Le Premier ministre britannique David Cameron effectue jeudi une visite surprise à Tripoli, quelques jours après la mise en garde de Londres contre des menaces visant les Occidentaux à Benghazi et son ambassade à Tripoli. - Leon Neal afp.com

avec AFP

Le Premier ministre britannique David Cameron effectue jeudi une visite surprise à Tripoli, quelques jours après la mise en garde de Londres contre des menaces visant les Occidentaux à Benghazi et son ambassade à Tripoli.
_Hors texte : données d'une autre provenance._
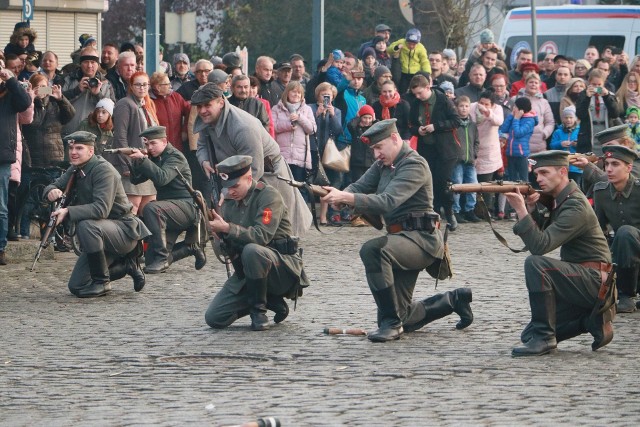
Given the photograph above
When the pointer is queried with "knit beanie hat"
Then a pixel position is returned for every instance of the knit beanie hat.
(380, 71)
(366, 110)
(486, 36)
(569, 111)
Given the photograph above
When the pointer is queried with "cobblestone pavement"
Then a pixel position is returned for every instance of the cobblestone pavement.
(149, 358)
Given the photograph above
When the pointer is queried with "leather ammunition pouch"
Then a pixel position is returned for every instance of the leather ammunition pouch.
(287, 246)
(416, 221)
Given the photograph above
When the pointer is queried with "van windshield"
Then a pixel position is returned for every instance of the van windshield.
(573, 46)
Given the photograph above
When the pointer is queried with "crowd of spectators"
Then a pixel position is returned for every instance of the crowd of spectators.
(474, 119)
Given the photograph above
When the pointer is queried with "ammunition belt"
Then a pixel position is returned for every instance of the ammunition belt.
(416, 221)
(287, 246)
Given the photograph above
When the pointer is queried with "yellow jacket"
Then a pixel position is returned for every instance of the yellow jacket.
(412, 61)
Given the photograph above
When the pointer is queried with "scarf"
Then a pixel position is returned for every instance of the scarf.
(388, 103)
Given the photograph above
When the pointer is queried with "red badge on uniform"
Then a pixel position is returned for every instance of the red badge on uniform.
(266, 216)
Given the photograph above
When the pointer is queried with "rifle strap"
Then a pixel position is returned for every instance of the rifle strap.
(485, 212)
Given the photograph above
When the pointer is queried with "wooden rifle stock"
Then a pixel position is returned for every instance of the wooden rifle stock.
(494, 187)
(63, 202)
(317, 190)
(124, 150)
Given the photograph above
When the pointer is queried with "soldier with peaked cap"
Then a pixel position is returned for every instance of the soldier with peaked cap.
(562, 293)
(617, 205)
(174, 210)
(226, 131)
(258, 237)
(398, 186)
(109, 234)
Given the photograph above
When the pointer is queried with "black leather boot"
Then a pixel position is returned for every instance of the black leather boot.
(257, 293)
(390, 325)
(601, 328)
(99, 271)
(626, 282)
(279, 306)
(441, 305)
(543, 326)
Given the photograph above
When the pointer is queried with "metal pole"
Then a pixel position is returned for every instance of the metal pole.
(534, 31)
(152, 38)
(317, 32)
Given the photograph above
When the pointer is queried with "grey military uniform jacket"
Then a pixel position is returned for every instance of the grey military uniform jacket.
(98, 194)
(617, 208)
(397, 191)
(260, 218)
(571, 225)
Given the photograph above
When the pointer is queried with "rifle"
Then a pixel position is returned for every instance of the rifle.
(124, 150)
(589, 156)
(202, 206)
(62, 202)
(317, 190)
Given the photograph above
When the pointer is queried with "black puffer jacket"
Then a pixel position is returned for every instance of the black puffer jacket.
(43, 135)
(13, 100)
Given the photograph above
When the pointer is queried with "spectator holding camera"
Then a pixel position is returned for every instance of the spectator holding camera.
(596, 109)
(84, 87)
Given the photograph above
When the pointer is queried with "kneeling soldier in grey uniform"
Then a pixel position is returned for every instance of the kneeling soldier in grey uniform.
(256, 231)
(399, 187)
(174, 210)
(562, 293)
(108, 232)
(617, 204)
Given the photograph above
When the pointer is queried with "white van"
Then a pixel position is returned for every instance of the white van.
(570, 29)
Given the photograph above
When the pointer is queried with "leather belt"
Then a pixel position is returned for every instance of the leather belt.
(603, 267)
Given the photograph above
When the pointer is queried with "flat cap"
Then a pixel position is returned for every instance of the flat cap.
(611, 134)
(80, 137)
(232, 169)
(217, 76)
(154, 132)
(549, 158)
(206, 93)
(379, 131)
(232, 60)
(620, 152)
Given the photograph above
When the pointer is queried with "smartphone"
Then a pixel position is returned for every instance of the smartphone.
(44, 90)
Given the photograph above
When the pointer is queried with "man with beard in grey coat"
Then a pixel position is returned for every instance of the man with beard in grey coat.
(227, 131)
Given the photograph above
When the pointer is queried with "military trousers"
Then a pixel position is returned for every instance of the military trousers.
(232, 301)
(575, 287)
(395, 261)
(625, 247)
(95, 236)
(166, 219)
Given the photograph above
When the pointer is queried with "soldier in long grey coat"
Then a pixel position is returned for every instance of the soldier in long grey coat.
(108, 232)
(226, 131)
(399, 187)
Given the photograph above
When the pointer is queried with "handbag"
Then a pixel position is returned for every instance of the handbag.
(335, 159)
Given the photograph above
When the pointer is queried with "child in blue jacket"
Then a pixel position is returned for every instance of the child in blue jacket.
(517, 129)
(565, 137)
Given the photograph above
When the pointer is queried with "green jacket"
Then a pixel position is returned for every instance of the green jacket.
(617, 209)
(394, 192)
(161, 171)
(97, 193)
(573, 227)
(260, 218)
David Cameron, dont la visite est entourée de mesures de sécurité exceptionnelles, est arrivé à Tripoli vers 11h, selon un photographe de l'AFP.

Accompagné du ministre Libyen de l'Intérieur, Achour Chwayel, il s'est rendu aussitôt à une Académie de police dans la banlieue sud de Tripoli où il a assisté à une cérémonie à l'occasion de la sortie d'une promotion d'officiers de police. La collaboration dans le domaine de la sécurité devait être au centre des entretiens du Premier ministre britannique avec les responsables libyens, selon une source gouvernementale libyenne. David Cameron venait d'Alger où la sécurité a été également au centre de sa visite, deux semaines après l'attaque sur un site gazier en Algérie d'un commando islamiste ayant fait 37 morts étrangers, dont des Britanniques.

Jeudi dernier, le Royaume-Uni avait été le premier pays occidental à appeler ses ressortissants à quitter la ville libyenne de Benghazi en raison d'une «menace spécifique et imminente» contre les Occidentaux. L'appel avait été relayé par l'Allemagne, les Pays-Bas et la France, suscitant la surprise parmi les diplomates sur place et les responsables libyens, malgré l'influence croissante des groupes radicaux dans cette ville de l'est du pays. Lundi, Londres a fait état encore d'une «menace potentielle contre l'ambassade britannique à Tripoli».